After five weeks off recovering from her heart attack, Melissa Murphy looked forward to returning to her job.
“I’m back out, and I’m contributing again,” the Iowa mother of two remembered thinking. “I’m not a victim, which is how you sometimes feel when you’re sitting on your couch and everybody leaves to go to work or school and you’re left with your thoughts.”
But she occasionally ran into a few bumps during her transition. As someone who sometimes travels hours at a time for her work in the pharmaceutical industry, Murphy initially was nervous to be so far away from emergency help. And her anxiety already was heightened from adjusting to a work schedule far more rigid than the month of relaxed daily routines she had just left behind.
Returning to work after a heart attack often requires patients to clear unexpected psychological hurdles in addition to the physical ones they already face.
But the effort could pay off. Research suggests going back to work can be critical to fighting off depression and improving overall health, in addition to avoiding financial hardships.
In a study published last month in the journal Circulation: Cardiovascular Quality and Outcomes, nine out of 10 people who suffered a major heart attack had returned to work within a year.
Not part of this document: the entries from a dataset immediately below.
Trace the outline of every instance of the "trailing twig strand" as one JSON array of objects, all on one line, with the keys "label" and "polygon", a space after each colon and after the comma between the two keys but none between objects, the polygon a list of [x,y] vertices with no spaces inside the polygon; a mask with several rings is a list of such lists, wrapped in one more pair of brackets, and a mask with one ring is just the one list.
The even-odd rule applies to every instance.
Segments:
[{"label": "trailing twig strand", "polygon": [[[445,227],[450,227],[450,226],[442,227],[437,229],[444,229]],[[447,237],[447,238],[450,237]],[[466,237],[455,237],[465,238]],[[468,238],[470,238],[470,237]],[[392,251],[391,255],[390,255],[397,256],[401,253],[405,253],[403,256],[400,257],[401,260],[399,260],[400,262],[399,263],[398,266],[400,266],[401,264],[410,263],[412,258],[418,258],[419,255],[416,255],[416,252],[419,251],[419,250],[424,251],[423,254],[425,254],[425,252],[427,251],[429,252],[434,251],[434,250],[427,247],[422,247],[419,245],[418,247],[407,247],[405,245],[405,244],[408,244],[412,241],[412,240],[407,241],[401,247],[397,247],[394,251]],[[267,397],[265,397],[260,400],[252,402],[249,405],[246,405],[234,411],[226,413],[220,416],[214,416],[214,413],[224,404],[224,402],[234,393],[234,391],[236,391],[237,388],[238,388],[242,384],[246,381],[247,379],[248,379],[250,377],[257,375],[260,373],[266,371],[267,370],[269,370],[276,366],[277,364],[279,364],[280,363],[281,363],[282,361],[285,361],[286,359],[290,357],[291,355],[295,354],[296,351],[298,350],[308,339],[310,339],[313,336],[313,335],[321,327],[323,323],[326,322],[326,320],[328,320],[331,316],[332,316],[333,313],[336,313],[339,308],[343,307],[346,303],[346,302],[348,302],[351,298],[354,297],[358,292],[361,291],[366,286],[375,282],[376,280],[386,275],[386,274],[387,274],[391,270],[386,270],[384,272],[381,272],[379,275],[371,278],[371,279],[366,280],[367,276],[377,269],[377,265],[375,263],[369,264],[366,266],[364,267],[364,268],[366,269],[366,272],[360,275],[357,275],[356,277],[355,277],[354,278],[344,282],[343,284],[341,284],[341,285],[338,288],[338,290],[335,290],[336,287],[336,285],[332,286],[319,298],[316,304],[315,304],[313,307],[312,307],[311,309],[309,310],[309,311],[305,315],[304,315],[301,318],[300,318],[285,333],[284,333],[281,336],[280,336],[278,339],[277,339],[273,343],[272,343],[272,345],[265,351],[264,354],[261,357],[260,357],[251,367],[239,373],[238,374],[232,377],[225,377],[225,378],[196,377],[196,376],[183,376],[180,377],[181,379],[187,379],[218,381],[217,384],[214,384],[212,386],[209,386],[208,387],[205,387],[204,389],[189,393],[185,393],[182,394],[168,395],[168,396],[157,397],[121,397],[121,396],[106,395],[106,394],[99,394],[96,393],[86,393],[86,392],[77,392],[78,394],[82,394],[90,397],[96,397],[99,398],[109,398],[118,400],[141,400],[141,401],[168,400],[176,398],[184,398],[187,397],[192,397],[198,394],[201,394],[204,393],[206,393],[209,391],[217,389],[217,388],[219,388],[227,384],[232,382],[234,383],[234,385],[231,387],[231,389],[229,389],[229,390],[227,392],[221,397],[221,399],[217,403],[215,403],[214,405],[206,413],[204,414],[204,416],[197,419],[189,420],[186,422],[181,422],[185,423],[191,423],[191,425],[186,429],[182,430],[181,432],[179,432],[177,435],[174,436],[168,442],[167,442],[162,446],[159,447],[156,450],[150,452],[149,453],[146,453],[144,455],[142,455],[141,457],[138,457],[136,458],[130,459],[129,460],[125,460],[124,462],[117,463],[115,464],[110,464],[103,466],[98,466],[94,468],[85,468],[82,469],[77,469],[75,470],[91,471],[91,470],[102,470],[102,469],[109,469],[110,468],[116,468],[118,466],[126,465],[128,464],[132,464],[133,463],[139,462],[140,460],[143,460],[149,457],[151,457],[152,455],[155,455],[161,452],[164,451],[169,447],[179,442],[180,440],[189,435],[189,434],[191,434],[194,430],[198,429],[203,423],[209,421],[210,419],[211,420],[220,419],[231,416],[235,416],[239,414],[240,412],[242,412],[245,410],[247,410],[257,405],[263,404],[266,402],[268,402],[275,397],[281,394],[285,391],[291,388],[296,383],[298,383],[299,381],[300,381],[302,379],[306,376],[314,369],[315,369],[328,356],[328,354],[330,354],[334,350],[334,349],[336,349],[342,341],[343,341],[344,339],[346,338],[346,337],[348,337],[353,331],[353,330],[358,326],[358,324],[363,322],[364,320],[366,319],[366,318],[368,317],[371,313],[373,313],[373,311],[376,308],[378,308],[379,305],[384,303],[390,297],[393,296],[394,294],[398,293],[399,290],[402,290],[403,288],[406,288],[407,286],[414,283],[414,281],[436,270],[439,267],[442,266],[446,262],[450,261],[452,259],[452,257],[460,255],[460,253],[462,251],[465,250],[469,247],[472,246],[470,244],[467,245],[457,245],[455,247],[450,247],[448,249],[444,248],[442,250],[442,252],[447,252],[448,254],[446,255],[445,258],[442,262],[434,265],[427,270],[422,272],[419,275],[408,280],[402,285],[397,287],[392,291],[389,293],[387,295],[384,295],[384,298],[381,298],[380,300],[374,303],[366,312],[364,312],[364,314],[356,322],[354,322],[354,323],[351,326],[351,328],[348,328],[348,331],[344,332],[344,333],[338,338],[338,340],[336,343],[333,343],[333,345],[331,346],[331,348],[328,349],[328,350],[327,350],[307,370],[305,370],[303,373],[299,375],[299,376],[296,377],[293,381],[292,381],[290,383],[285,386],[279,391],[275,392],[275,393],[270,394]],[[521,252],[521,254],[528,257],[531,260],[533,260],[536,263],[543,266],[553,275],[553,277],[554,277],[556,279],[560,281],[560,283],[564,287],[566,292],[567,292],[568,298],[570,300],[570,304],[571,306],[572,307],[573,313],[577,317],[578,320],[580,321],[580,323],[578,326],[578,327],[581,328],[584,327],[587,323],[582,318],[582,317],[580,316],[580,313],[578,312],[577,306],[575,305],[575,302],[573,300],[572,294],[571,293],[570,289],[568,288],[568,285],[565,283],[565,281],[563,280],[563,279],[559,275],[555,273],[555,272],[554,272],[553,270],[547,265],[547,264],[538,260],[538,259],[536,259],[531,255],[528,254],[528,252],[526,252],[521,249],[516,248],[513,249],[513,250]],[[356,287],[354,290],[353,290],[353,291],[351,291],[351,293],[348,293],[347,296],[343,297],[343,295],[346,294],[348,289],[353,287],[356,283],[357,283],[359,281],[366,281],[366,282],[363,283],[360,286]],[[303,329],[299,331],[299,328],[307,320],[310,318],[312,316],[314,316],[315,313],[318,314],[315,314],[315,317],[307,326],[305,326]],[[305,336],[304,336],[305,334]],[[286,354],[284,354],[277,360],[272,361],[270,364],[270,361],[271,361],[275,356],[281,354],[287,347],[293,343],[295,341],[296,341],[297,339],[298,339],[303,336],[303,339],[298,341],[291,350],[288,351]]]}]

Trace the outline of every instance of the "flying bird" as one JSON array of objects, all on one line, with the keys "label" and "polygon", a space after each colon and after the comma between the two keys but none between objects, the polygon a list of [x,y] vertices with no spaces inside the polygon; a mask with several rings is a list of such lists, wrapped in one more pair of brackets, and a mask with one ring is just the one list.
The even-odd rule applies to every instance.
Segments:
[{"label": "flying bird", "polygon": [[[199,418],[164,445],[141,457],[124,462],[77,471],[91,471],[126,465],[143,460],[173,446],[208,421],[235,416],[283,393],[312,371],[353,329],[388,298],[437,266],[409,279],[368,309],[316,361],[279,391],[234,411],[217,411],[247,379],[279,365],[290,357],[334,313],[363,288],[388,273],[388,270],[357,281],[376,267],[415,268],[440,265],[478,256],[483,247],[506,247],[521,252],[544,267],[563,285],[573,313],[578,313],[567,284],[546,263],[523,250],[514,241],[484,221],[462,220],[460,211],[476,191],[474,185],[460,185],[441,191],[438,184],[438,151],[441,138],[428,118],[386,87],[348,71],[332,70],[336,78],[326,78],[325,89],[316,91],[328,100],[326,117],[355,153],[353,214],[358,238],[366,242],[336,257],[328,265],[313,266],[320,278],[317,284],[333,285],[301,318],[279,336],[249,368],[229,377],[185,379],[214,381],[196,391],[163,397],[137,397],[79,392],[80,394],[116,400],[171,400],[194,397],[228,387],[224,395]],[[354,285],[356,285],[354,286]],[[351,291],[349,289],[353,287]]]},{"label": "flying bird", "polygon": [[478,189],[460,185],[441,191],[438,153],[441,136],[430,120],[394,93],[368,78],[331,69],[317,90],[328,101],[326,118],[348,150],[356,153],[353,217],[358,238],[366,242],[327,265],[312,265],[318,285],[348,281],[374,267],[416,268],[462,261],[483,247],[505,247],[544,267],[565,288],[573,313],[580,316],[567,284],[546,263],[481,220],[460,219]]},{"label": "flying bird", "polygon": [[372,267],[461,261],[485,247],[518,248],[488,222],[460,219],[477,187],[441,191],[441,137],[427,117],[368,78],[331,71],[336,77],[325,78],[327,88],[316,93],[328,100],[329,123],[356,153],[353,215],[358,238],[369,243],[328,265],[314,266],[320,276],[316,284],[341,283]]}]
For those who didn’t, or who ended up working less, many reported depression, a poor quality of life and money problems that made it difficult to pay for medication.
Dr. Haider Warraich, a cardiologist at Duke University Medical Center and the lead author of the study, said relaying such findings to patients can help reassure them about the safety of returning to work. His research looked at more than 9,300 heart attack patients, more than half of whom were employed at the time of their heart attack.
“There are a lot of misconceptions around whether work-related stress might cause a heart attack,” he said. “While stress is a risk factor for heart disease, it’s much lower than traditional factors like [high] blood pressure and smoking.”
In addition, “treatments for heart attacks are better than they’ve ever been,” Warraich said. “That kind of information might help ease some of the fears or psychological barriers patients might have about returning to work.”
For survivors, the question “will I ever get back to where I was before?” pops up repeatedly.
Murphy, who was 40 when she suffered her May 2016 heart attack, remembers having to check in with her husband every time she left and returned home to assure him she hadn’t relapsed.
The same kind of thinking followed her to work, when she was driving hours at a stretch on remote highways.
“I kept thinking, ‘What if I don’t have cell phone service and I have another heart attack,’ ” said Murphy. “That was very anxiety-provoking because I thought, if I’m in a small town that doesn’t have a hospital, how is the ambulance going to get to me in time?”
Rachel Dreyer, who co-wrote an accompanying editorial to Warraich’s study, said the findings are “a call to action” for doctors to look beyond a clinical perspective.
“How do we help patients transition from hospital to cardiac rehabilitation and to maintenance of their long-term health? Part of this challenge is helping patients return to work,” said Dreyer, an assistant professor of emergency medicine at Yale University’s School of Medicine.
The study found patients who had excessive bleeding after their heart attack or who later were readmitted to the hospital were less likely to return to work than people who didn’t have such complications.
That—both Dreyer and Warraich noted—can help doctors identify patients at higher risk of not returning to work and who might need additional attention.
“Employment represents well-being and good health, and not being able to get back to work leads to detrimental effects, which we know from the literature can mean an impact on physical and mental health,” Dreyer said.
For Murphy, returning to work meant returning to a “new normal.”